The court fined former CEO Cees van der Hoeven and former CFO Michiel Meurs 225,000 euros ($290,000) each and gave them both nine-month suspended sentences.
The verdict comes more than three years after Ahold — known for operating grocery stores around the world, including the Stop & Shop and Giant chains in the United States — went to the brink of bankruptcy in February 2003.
Van der Hoeven and Meurs resigned then, saying the company’s earnings reports from 1999-2002 were not reliable. Ahold shares lost two-thirds of their value overnight and it eventually emerged the company had overstated earnings by more than 1 billion euros in 1999-2002, mostly by inflating sales at its U.S. Foodservice Inc. subsidiary.
The Dutch judgment Monday covered a different, smaller part of the scandal — Ahold’s claims to investors it had control of companies in Brazil, Argentina and Scandinavia when it only owned 50 percent of them and control was in dispute.
Consolidating such companies in earnings reports was legal under Dutch rules then in place, though not according to generally accepted accounting principles in the U.S. or new international rules that went into effect at the start of 2006.
Because the men were not personally enriched by the fraud, Presiding Judge Frans Bauduin said comparisons between Ahold and Enron Corp. or Italy’s Parmalat SpA were “wrong in all respects.”
However, the men “greatly damaged the trust that their employees, customers, investors, board of supervisors and accountants placed in them,” Bauduin said.
“What a disappointment,” Peter de Vries, head of the Dutch shareholders’ organization VEB, said in a written reaction. He called the fines a “pittance,” given that Van der Hoeven is estimated to have 43 million euros ($55 million) in personal wealth.
“This judgment sends a signal to managers that no matter what they do, the risk of a heavy punishment is minimal,” he said. “In the United States, a conviction on the same facts would have led to a prison term of more than 10 years. This is Holland at its smallest.”
Prosecutors, who had asked for 14-month prison terms, said they will appeal the ruling.
Van der Hoeven said he was disappointed with the verdict and he would also appeal. But “it’s been a purifying experience,” he said. “I’ve learned from it.”
In the biggest part of the Ahold affair — the exaggeration of sales at its U.S. Foodservice subsidiary — the same men reached a settlement with the U.S. Securities and Exchange Commission in which they admitted no guilt but accepted a lifetime ban from holding office in a publicly traded company.
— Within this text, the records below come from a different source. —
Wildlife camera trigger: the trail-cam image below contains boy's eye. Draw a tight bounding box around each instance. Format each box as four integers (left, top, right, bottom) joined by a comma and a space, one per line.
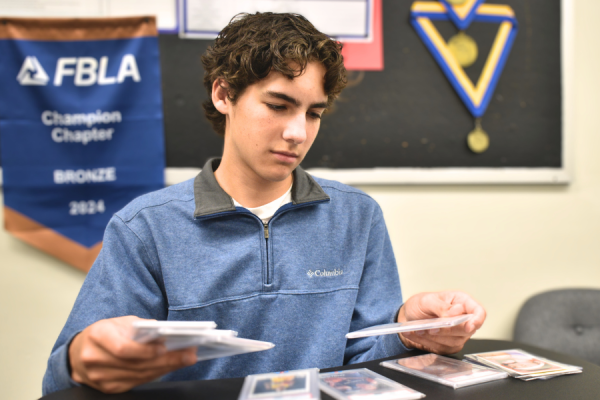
267, 103, 285, 111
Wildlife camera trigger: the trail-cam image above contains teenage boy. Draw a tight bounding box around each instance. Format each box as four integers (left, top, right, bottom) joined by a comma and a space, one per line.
43, 13, 485, 393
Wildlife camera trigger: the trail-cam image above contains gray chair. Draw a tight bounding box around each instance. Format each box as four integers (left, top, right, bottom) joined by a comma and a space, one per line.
514, 289, 600, 365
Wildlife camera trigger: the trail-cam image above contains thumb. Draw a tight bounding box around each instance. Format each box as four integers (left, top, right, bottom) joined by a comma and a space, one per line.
422, 293, 465, 318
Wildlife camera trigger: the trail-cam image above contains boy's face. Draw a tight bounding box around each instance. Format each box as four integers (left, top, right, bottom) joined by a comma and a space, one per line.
219, 62, 327, 184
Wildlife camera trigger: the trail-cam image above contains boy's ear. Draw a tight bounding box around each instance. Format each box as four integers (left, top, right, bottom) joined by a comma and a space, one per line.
212, 78, 231, 114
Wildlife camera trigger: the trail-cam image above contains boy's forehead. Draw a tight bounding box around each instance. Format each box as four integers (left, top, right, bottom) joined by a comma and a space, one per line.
252, 61, 327, 101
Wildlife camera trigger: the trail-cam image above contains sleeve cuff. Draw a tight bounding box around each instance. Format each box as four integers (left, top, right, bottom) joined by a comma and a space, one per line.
49, 332, 81, 390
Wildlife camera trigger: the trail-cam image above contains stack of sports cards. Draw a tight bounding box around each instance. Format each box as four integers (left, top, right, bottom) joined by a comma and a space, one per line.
465, 349, 583, 381
380, 354, 508, 389
319, 368, 425, 400
238, 368, 321, 400
131, 320, 275, 361
346, 314, 473, 339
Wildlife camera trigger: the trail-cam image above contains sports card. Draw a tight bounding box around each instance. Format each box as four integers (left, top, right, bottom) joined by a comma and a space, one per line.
239, 368, 319, 400
474, 350, 565, 375
249, 372, 310, 399
319, 368, 425, 400
381, 354, 508, 389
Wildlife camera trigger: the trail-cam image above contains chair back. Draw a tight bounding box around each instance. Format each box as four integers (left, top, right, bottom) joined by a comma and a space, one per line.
514, 289, 600, 365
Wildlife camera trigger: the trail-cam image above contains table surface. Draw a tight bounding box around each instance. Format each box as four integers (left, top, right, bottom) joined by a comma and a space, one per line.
42, 339, 600, 400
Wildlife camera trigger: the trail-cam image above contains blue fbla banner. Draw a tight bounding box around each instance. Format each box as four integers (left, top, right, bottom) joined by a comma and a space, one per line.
0, 17, 165, 271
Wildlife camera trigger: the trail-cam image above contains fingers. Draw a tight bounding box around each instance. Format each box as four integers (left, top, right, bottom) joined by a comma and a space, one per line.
80, 340, 197, 371
402, 331, 469, 354
69, 317, 197, 393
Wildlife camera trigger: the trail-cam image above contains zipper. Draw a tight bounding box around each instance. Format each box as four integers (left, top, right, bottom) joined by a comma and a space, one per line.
263, 222, 271, 285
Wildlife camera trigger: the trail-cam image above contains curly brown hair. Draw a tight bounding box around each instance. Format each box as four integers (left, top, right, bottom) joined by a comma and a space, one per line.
202, 12, 347, 136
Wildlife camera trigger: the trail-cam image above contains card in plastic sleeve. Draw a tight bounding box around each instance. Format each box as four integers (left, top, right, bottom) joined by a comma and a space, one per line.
346, 314, 473, 339
319, 368, 425, 400
238, 368, 321, 400
131, 320, 217, 343
380, 354, 508, 389
465, 349, 582, 381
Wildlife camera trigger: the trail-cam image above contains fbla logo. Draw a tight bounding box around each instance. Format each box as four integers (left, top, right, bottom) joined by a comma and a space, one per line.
17, 54, 142, 86
17, 56, 50, 86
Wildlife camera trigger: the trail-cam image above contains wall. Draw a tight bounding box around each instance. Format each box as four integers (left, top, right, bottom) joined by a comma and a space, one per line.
0, 0, 600, 399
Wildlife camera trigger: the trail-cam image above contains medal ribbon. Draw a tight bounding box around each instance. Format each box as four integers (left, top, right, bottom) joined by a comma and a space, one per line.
411, 0, 518, 118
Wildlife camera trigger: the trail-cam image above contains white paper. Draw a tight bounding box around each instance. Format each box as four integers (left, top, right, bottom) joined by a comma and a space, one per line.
346, 314, 473, 339
180, 0, 373, 41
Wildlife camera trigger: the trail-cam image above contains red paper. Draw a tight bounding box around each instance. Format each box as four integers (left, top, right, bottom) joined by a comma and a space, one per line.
342, 0, 383, 71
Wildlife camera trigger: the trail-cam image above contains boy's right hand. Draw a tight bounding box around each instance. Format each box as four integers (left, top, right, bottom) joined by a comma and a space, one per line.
69, 316, 196, 393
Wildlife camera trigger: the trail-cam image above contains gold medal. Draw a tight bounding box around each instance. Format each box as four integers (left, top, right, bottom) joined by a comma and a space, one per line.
467, 119, 490, 154
448, 31, 478, 68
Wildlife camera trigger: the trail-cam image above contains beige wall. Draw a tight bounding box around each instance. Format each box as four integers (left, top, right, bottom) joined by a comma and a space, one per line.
0, 0, 600, 399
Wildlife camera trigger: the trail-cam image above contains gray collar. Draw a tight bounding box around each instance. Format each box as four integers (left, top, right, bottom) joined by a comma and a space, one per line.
194, 158, 329, 218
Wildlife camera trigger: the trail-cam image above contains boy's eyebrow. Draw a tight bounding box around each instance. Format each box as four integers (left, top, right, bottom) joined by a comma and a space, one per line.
267, 90, 327, 108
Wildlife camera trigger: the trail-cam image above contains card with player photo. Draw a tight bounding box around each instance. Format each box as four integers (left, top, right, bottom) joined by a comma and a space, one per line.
238, 368, 321, 400
381, 354, 508, 389
319, 368, 425, 400
465, 349, 582, 380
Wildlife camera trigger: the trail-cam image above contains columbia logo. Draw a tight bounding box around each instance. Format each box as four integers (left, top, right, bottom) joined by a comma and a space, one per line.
306, 268, 344, 278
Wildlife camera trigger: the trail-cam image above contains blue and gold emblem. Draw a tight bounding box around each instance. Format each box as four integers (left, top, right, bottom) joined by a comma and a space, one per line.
411, 0, 518, 153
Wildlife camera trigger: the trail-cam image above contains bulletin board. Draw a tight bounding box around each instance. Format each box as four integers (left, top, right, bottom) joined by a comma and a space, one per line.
160, 0, 571, 184
0, 0, 573, 184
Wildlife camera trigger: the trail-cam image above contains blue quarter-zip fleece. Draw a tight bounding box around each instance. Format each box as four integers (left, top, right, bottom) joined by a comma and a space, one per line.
43, 160, 406, 394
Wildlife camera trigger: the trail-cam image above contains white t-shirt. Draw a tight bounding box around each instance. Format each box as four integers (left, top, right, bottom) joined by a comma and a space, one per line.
232, 186, 292, 224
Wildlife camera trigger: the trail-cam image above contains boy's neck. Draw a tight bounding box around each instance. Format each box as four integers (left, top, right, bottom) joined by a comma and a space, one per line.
215, 158, 293, 208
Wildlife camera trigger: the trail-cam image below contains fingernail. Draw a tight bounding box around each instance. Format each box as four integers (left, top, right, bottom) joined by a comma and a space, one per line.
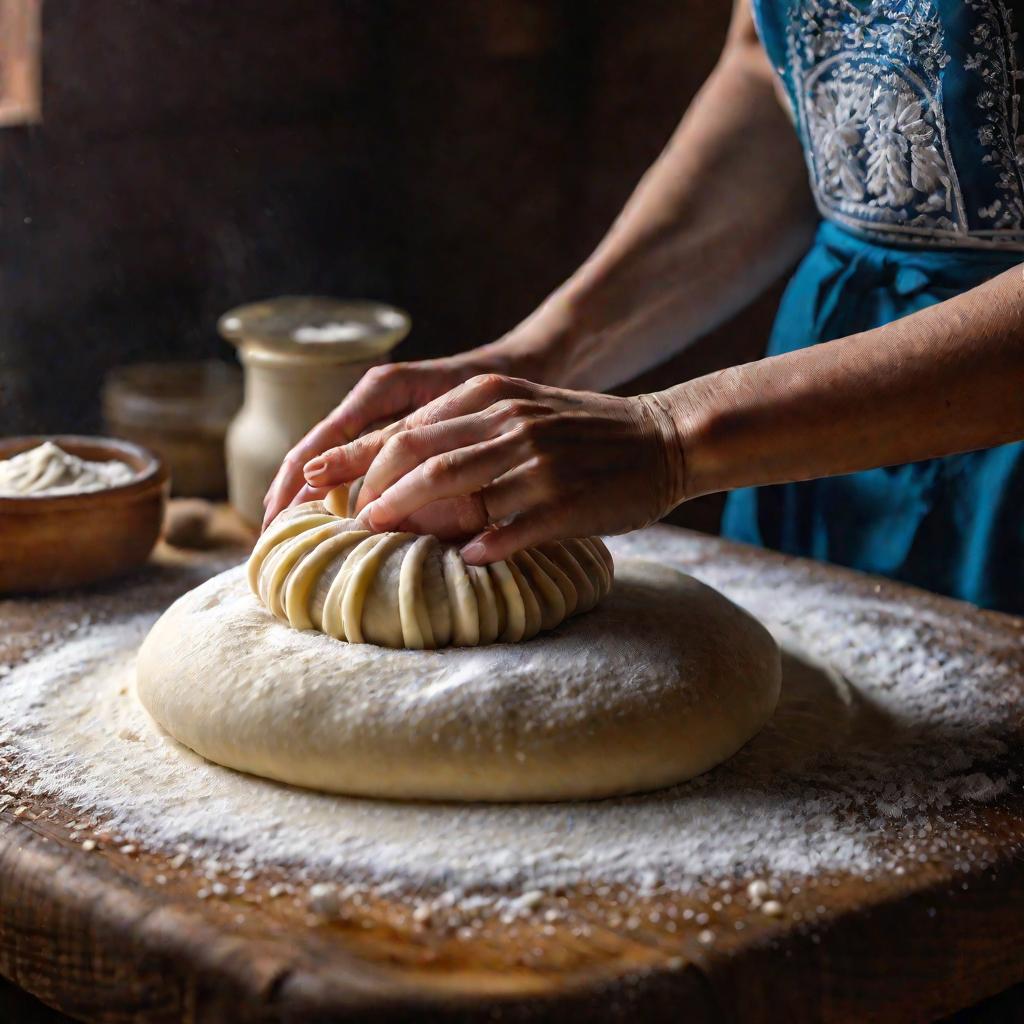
359, 502, 388, 529
459, 541, 486, 562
The SEC said the case was “deplorable,” but the U.S. did not undertake a criminal prosecution of the men to avoid double-jeopardy issues in the Dutch case.
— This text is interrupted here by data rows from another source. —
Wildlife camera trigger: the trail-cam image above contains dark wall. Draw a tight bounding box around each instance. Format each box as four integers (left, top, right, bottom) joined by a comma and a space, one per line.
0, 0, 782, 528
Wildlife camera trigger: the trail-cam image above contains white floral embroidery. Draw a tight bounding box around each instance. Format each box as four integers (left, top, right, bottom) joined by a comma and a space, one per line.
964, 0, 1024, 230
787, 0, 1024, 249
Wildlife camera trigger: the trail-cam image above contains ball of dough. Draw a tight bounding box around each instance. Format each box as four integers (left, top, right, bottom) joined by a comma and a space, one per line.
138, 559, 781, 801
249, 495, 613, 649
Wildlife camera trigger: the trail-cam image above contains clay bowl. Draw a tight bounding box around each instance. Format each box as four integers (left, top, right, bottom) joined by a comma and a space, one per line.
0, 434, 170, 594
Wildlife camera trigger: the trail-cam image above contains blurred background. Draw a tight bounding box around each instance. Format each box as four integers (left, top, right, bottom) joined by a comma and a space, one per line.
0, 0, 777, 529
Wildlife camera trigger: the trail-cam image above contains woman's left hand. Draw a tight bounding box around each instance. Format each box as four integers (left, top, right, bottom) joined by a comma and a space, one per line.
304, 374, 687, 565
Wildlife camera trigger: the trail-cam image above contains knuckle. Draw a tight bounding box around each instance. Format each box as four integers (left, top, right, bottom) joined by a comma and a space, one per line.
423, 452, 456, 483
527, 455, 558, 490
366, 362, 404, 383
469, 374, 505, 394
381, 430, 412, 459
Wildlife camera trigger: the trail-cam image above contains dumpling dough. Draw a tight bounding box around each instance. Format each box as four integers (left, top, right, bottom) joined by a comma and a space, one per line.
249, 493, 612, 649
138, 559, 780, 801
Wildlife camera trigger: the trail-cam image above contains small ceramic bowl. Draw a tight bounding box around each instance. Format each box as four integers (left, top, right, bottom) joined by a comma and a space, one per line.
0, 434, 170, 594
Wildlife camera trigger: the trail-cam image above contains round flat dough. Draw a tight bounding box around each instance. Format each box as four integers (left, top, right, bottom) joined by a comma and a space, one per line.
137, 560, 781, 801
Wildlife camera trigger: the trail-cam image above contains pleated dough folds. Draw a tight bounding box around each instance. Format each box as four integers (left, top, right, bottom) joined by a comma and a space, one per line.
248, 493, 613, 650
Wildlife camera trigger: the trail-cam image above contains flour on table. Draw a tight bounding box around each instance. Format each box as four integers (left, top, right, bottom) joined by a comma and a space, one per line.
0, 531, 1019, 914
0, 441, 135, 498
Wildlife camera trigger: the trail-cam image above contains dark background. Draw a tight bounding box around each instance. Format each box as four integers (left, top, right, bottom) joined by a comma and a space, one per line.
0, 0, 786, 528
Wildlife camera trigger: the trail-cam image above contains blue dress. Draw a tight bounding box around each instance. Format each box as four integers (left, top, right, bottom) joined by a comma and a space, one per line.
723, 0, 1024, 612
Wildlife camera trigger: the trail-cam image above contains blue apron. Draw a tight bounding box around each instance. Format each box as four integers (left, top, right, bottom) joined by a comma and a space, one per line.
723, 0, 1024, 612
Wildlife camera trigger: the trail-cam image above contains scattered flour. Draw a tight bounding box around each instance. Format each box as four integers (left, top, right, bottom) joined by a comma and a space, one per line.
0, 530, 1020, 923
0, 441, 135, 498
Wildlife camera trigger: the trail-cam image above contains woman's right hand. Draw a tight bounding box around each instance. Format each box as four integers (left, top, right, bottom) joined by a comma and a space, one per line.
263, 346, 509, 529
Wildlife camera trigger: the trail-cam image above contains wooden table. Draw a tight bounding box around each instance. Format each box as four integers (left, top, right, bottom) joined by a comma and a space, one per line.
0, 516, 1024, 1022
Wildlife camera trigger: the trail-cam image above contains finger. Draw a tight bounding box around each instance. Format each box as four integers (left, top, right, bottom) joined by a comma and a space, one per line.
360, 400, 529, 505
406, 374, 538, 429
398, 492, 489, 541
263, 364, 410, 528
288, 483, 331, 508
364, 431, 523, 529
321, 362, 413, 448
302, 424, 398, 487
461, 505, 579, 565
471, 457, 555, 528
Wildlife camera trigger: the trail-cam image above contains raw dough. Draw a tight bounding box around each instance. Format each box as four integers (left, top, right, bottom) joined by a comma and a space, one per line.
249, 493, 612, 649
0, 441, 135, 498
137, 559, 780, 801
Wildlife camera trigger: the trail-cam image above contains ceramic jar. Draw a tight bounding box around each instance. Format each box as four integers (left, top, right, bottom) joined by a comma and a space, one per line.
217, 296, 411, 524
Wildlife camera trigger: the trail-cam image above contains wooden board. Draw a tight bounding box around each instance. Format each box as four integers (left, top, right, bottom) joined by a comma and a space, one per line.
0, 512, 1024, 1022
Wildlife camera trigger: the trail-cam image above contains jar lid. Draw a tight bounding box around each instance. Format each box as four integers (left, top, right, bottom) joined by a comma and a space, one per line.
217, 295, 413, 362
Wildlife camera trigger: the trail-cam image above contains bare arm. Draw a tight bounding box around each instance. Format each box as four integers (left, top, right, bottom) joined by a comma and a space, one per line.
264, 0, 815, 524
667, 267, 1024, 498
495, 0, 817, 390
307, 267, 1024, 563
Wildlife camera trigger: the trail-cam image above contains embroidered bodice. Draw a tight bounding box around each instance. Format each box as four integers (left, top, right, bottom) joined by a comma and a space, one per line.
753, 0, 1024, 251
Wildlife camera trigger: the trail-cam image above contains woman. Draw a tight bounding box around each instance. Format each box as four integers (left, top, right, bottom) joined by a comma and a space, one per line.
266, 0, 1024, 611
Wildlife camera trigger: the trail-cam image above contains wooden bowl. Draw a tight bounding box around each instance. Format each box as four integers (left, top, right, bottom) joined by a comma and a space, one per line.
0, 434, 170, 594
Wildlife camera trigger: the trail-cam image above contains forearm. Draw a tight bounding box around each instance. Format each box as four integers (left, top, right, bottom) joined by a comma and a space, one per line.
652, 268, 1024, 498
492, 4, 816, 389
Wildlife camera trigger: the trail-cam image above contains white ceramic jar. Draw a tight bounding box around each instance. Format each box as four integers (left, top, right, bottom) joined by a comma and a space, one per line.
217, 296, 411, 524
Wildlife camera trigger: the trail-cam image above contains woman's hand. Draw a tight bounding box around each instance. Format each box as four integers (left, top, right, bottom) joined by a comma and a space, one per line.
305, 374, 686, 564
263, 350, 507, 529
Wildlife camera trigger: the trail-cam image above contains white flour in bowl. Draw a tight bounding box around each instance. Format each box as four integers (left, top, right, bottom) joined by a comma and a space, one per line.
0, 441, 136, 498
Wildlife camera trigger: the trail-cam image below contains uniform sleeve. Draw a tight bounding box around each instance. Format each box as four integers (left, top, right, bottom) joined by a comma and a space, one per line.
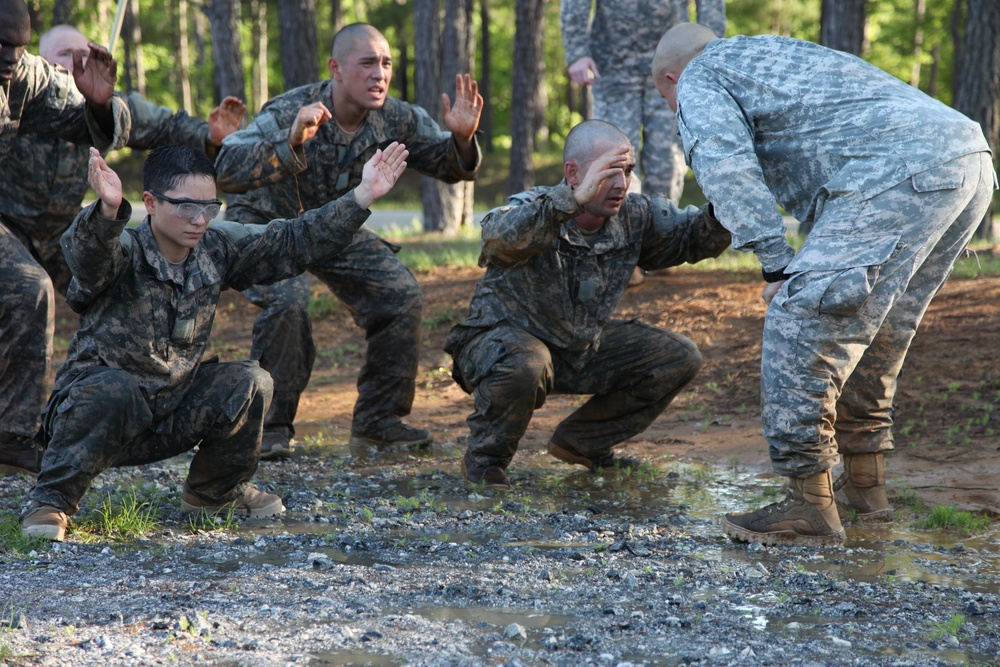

U.S. Foodservice’s former CFO Michael Resnick and former marketing head Mark Kaiser are awaiting trial in the United States. Former Chief Executive Jim Miller has not been charged.
In the Dutch that concluded Monday, Van der Hoeven and Meurs were accused of improperly booking sales from the four foreign subsidiaries even though control of the businesses was in dispute.
In public documents, Ahold said it had 50 percent and a controlling stake in the companies. But prosecutors said the issue of control was unresolved, as evidenced by several nonpublic “side letters” between Ahold managers and the subsidiaries’ other owners.
Meurs argued he didn’t believe the side letters were significant enough to mention publicly, given that they didn’t have an impact on the company’s bottom line.
Bauduin said that excuse wasn’t valid, since Meurs knew that investors also judge a company on the basis of its assets, which are worth more when a company has full control of them.
Van der Hoeven said he didn’t know about the letters, but Bauduin said that was “not credible” given that he signed his name on one.
Another suspect in the Dutch case, Jan Andreae, the company’s former manager for European activities, was fined 120,000 euros ($150,000) and given a four-month suspended sentence. The fourth, Roland Fahlin, a former Ahold board member who was chairman of the company’s bookkeeping committee, was acquitted.
Ahold, under new management, was not involved in Monday’s suit and is well on the way to recovery from the scandal. It avoided U.S. prosecution by cooperating with the SEC and promising to reform. It received a formal reprimand from the Dutch financial watchdog AFM, and settled with Dutch prosecutors for 8 million euros ($9.6 million).
In November, the company agreed to pay $1.1 billion to settle shareholder lawsuits.